18 years ago by Antony Dovgal — view source

unread

Hi,

Could you make unicode.semantics configurable at PHP_INI_ALL level?

No.

Or maybe PHP6 has string functions that are not unicode aware?

All string functions are supposed to be able to work with both Unicode and binary strings.
Unicode is just an addition, it doesn't mean that binary strings are not supported anymore, even in Unicode mode.
But I don't really understand the reason for your question, care to provide more details?

--
Wbr,
Antony Dovgal

18 years ago by Tomas Kuliavas — view source

unread

Hi,

Could you make unicode.semantics configurable at PHP_INI_ALL level?

No.

Or maybe PHP6 has string functions that are not unicode aware?

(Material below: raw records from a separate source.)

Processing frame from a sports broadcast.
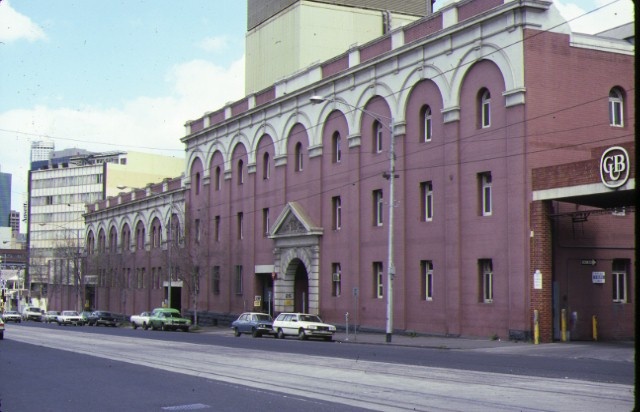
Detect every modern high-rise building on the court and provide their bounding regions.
[245,0,432,94]
[27,149,184,305]
[9,210,20,235]
[29,140,56,163]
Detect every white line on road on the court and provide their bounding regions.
[6,328,633,411]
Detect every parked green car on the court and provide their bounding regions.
[149,308,191,332]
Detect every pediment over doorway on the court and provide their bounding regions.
[269,202,323,238]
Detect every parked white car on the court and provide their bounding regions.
[22,306,42,322]
[129,312,151,330]
[58,310,84,326]
[273,313,336,341]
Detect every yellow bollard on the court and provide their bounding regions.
[533,309,540,345]
[560,309,567,342]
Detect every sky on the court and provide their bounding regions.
[0,0,634,227]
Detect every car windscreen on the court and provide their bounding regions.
[300,315,322,323]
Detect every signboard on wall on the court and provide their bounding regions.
[591,272,604,283]
[533,270,542,289]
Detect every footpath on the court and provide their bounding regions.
[200,327,635,362]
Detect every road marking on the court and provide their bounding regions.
[9,328,633,411]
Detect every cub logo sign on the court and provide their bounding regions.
[600,146,630,189]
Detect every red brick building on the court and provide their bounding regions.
[62,0,636,342]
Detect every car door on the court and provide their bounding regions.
[284,315,298,335]
[238,313,248,333]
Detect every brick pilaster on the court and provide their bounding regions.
[529,201,553,343]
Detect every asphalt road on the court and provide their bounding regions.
[0,324,633,412]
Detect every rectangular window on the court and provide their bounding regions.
[211,266,220,295]
[195,219,201,243]
[478,259,493,303]
[420,260,433,300]
[373,189,384,226]
[420,182,433,222]
[478,172,493,216]
[333,132,342,163]
[262,207,270,237]
[611,259,628,303]
[331,196,342,230]
[235,265,242,295]
[373,262,384,299]
[331,263,342,297]
[238,212,244,240]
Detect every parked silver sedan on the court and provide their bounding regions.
[2,310,22,323]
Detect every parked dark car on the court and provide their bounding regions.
[231,312,275,338]
[89,310,118,326]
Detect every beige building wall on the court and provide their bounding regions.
[106,151,184,197]
[245,1,420,94]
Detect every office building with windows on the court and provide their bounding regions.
[27,149,184,309]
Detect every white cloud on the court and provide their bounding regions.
[0,0,47,43]
[554,0,634,34]
[0,57,244,217]
[200,36,228,52]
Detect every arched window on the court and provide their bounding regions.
[262,152,271,180]
[215,166,222,192]
[609,87,624,127]
[136,222,145,250]
[296,142,303,172]
[420,105,433,142]
[195,172,200,195]
[87,232,96,255]
[122,223,131,252]
[151,218,162,248]
[373,120,382,153]
[98,229,107,253]
[109,227,118,253]
[238,159,244,185]
[478,89,491,128]
[332,132,342,163]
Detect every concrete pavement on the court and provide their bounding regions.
[195,327,635,362]
[334,331,635,362]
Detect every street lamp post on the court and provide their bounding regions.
[310,96,397,343]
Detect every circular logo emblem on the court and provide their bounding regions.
[600,146,630,188]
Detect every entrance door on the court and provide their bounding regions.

All string functions are supposed to be able to work with both Unicode and
binary strings.
Unicode is just an addition, it doesn't mean that binary strings are not
supported anymore, even in Unicode mode.
But I don't really understand the reason for your question, care to
provide more details?

SquirrelMail scripts are designed to work with binary strings. They will
have to deal with emails written in many different character sets. In some
cases scripts must know string length in bytes and not in symbols. If PHP
starts converting email body or message parts, strings won't match
information stored in email headers.

If unicode.semantics are turned on, PHP6-dev breaks one time pad creation
and randomizing of mt_rand. crc32, base64_encode and fputs notices and
warnings. "function expects parameter 1 to be strictly a binary string,
Unicode string given". "x character unicode buffer downcoded for binary
stream runtime_encoding". I might provide sample code, if I find the way
to reduce existing code to something simple. Currently I am trying to
understand what exactly is broken in SquirrelMail functions.

I can fix these issues, but one day PHP might add similar checks to
str_replace(), array functions and pcre extension. Then it will break
character set conversion functions and any other code that operates with
8bit strings. Currently I am stuck on broken authentication and can't
check if other parts of interface are already broken.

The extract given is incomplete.